Yep, it all played out yesterday in the House and it didn’t even take the full first hour of debate on a Conservative Opposition Day Motion to call Liberal staffers to various committees to testify for those proverbial shoes to find the other feet. It happened almost with lightning speed that left the head spinning. We saw Conservative MP Michael Barrett stating a case that the Liberals were obfuscating committee work, doing what they could to undermine and stop the work of committees, all because they didn’t have the votes to stop the Opposition because this is a minority Parliament. We then saw Liberal MP Mark Gerretsen rising to quote none other than Stephen Harper in the most approving manner, playing the role of John Baird (who I have to admit looks so much like Gerretsen that it’s almost uncanny) claiming that it’s the role of ministers to answer questions and how dare the Opposition. Oh the vapours were strong with indignation on the government benches yesterday, just as they were in that fateful committee meeting back in 2010. The only consistency in this story is what the NDP members had to say, both in 2010 and in 2021:

Yep, if you listened to all of what Nathan Cullen had to say in 2010 and all of Charlie Angus’ interventions in the House yesterday the words may have been different, but the sentiment was eerily similar; Christ man, let’s get this work done and stop it with the theatrics. But instead we got a day full of theatrics, as the Conservatives and Liberals both seeming to revel in their new roles in this melodrama, one that never really needed to be repeated. And if what happened in 2010 was a real low point for that Parliament, some news coming out at the end of yesterday portended the possibility that in 2021, this government was looking to plumb whole new depths:

Yep, that headline really says it all. Liberal House Leader Pablo Rodriguez made it clear that his government would ignore this motion, which passed later yesterday, and instruct the staffers in question to tell the committees to go fly a kite. Not only is that advice legally dubious, especially given the whole episode that we saw play out with the Kielburger brothers just a couple weeks ago. They quickly learned that wasn’t an option, legally or politically, and they ended up before the committee for an appearance that did not end well for them. Political staffers have no more protection or ability to say no to a committee if they summon them to testify, and to have their bosses advise them to ignore such a thing is to put them in the same kind of jeopardy that the Kielburgers were staring down the barrel of before they backed down. The difference here is that most staffers can’t afford the legal advice that those two could. So we’ll see where that leads.

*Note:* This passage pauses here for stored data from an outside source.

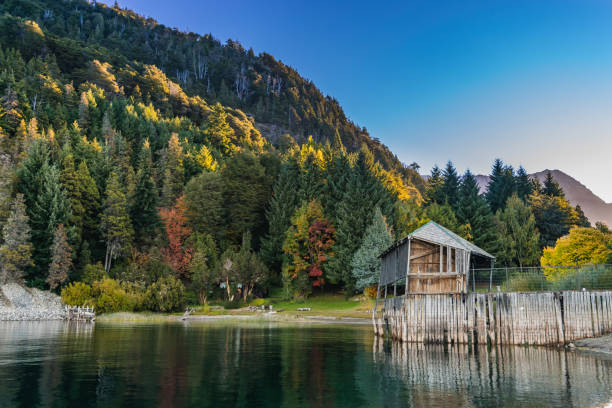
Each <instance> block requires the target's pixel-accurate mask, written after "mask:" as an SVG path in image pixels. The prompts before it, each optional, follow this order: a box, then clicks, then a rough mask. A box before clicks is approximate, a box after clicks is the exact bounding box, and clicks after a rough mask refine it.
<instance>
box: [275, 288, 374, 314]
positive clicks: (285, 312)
mask: <svg viewBox="0 0 612 408" xmlns="http://www.w3.org/2000/svg"><path fill="white" fill-rule="evenodd" d="M265 304H266V305H270V304H271V305H273V307H274V309H275V310H279V311H282V313H283V314H290V315H301V316H329V317H362V318H368V317H370V311H371V310H372V308H373V306H374V301H372V300H369V299H366V298H364V297H363V296H360V297H356V298H351V299H346V298H345V297H344V295H342V294H333V293H325V294H316V295H312V296H310V297H309V298H308V299H305V300H292V301H287V300H283V299H282V297H281V296H280V294H275V293H272V296H270V297H269V298H266V299H265ZM299 308H310V309H311V310H310V311H298V310H297V309H299Z"/></svg>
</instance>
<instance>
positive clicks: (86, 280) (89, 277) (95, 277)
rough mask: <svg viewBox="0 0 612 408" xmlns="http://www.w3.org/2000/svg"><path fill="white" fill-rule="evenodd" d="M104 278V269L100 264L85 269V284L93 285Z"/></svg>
mask: <svg viewBox="0 0 612 408" xmlns="http://www.w3.org/2000/svg"><path fill="white" fill-rule="evenodd" d="M103 278H104V267H103V266H102V264H101V263H100V262H98V263H97V264H95V265H92V264H88V265H86V266H85V268H84V269H83V279H82V280H83V282H85V283H87V284H89V285H91V284H92V283H94V282H95V281H99V280H102V279H103Z"/></svg>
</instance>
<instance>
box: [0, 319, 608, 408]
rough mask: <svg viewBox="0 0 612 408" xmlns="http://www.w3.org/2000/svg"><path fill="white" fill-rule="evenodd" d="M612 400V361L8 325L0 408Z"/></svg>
mask: <svg viewBox="0 0 612 408" xmlns="http://www.w3.org/2000/svg"><path fill="white" fill-rule="evenodd" d="M611 399H612V360H609V359H602V358H598V357H594V356H592V355H587V354H582V353H569V352H568V353H566V352H564V351H559V350H552V349H544V348H521V347H504V348H501V349H497V350H494V351H492V352H485V351H480V352H478V351H476V352H474V351H472V350H470V349H468V348H467V347H451V348H450V349H445V348H444V347H441V346H440V347H422V346H421V347H417V346H405V345H404V346H401V345H397V344H396V345H390V344H389V343H387V342H382V341H378V340H377V339H375V338H374V336H373V334H372V329H371V327H370V326H341V325H314V324H308V325H290V324H279V323H267V322H266V323H263V322H247V321H245V322H242V321H238V322H236V321H233V322H231V323H230V322H227V321H226V322H189V323H165V324H110V323H100V322H98V323H96V324H95V325H92V324H83V323H81V324H75V323H67V322H0V407H36V406H42V407H127V406H138V407H233V406H239V407H300V406H315V407H332V406H339V407H353V408H354V407H378V406H387V407H393V406H409V407H421V406H436V407H489V406H508V407H565V406H594V405H597V404H602V403H605V402H608V401H610V400H611Z"/></svg>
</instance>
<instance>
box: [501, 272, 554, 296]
mask: <svg viewBox="0 0 612 408" xmlns="http://www.w3.org/2000/svg"><path fill="white" fill-rule="evenodd" d="M547 286H548V284H547V282H546V279H544V276H542V275H540V274H535V273H516V274H514V275H512V276H511V277H510V279H508V281H507V282H506V287H507V290H508V291H509V292H533V291H537V290H542V289H547Z"/></svg>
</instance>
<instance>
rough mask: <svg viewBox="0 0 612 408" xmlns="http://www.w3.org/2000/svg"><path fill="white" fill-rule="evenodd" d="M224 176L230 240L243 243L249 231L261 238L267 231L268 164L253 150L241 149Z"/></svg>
mask: <svg viewBox="0 0 612 408" xmlns="http://www.w3.org/2000/svg"><path fill="white" fill-rule="evenodd" d="M221 179H222V181H223V202H224V207H225V211H226V214H227V221H228V225H227V239H228V241H229V243H232V244H239V243H240V240H241V238H242V234H244V233H245V232H246V231H251V232H252V234H253V237H254V239H255V240H256V242H258V240H259V238H260V237H261V235H262V233H263V232H264V231H265V224H266V223H265V205H266V202H267V199H268V196H267V191H268V190H269V187H268V183H269V179H268V177H266V174H265V169H264V167H263V166H262V165H261V163H260V162H259V160H258V159H257V157H255V155H253V154H252V153H249V152H245V153H238V154H236V155H235V156H233V157H232V158H230V159H229V160H228V161H227V162H226V165H225V167H224V168H223V169H222V170H221Z"/></svg>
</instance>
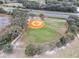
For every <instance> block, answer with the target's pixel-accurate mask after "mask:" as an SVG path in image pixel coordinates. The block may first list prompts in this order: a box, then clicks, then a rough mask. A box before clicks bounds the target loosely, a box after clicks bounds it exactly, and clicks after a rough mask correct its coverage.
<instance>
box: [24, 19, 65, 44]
mask: <svg viewBox="0 0 79 59" xmlns="http://www.w3.org/2000/svg"><path fill="white" fill-rule="evenodd" d="M49 20H50V21H49ZM44 22H45V26H44V27H43V28H40V29H32V28H28V30H27V32H26V33H25V34H26V36H27V37H26V39H27V40H29V41H30V42H31V43H32V42H33V43H44V42H50V41H53V42H56V41H58V39H59V38H60V37H61V35H62V34H61V32H63V33H64V32H65V20H63V19H57V18H45V20H44Z"/></svg>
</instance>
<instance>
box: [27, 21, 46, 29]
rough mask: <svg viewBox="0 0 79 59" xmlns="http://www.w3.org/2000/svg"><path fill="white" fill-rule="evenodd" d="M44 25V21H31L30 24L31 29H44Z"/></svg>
mask: <svg viewBox="0 0 79 59" xmlns="http://www.w3.org/2000/svg"><path fill="white" fill-rule="evenodd" d="M44 25H45V23H44V22H43V21H42V20H30V21H29V22H28V27H29V28H42V27H44Z"/></svg>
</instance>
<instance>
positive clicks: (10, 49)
mask: <svg viewBox="0 0 79 59" xmlns="http://www.w3.org/2000/svg"><path fill="white" fill-rule="evenodd" d="M12 51H13V46H12V45H11V44H6V45H5V46H4V48H3V52H4V53H12Z"/></svg>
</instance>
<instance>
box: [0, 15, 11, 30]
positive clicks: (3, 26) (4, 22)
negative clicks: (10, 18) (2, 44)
mask: <svg viewBox="0 0 79 59" xmlns="http://www.w3.org/2000/svg"><path fill="white" fill-rule="evenodd" d="M9 24H10V21H9V18H8V17H6V16H4V17H3V16H0V29H1V28H4V27H5V26H7V25H9Z"/></svg>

But in the meantime, yesterday was a low point in this Parliament and no one really comes out of it looking great. Sure the NDP and Bloc look better by comparison, but that’s mostly because they were just being basically decent Parliamentarians during it all. For the Liberals and the Conservatives though, it was hypocrisy of the highest order and the worst kind. And for the Liberals, they just had to take it a step further with that “order” to their staff. You can just imagine how the Liberal members of that standing committee in 2010 would have reacted if Stephen Harper had made a similar order and told the committees to go and pound sand. They would have been furious, and they would have been right to be so. But now that they are in government, well hey, you know, what’s good for the goose, right? It’s all so distasteful and quite the opposite of the “Sunny Ways” we were all promised back in 2015. I mean I guess we shouldn’t be surprised by it all, but yesterday really was bad. We months of real serious concerns around transparency and good government be treated with all the seriousness of an act in the centre ring of the Shrine Circus. Except this time it was the Red Teams turn to take centre stage. It’s days like those that make people cynical about our politics and make them feel that things can’t get any better. Or as Charlie Angus put it, “a pox on all of their houses” because after that performance yesterday, they surely earned it.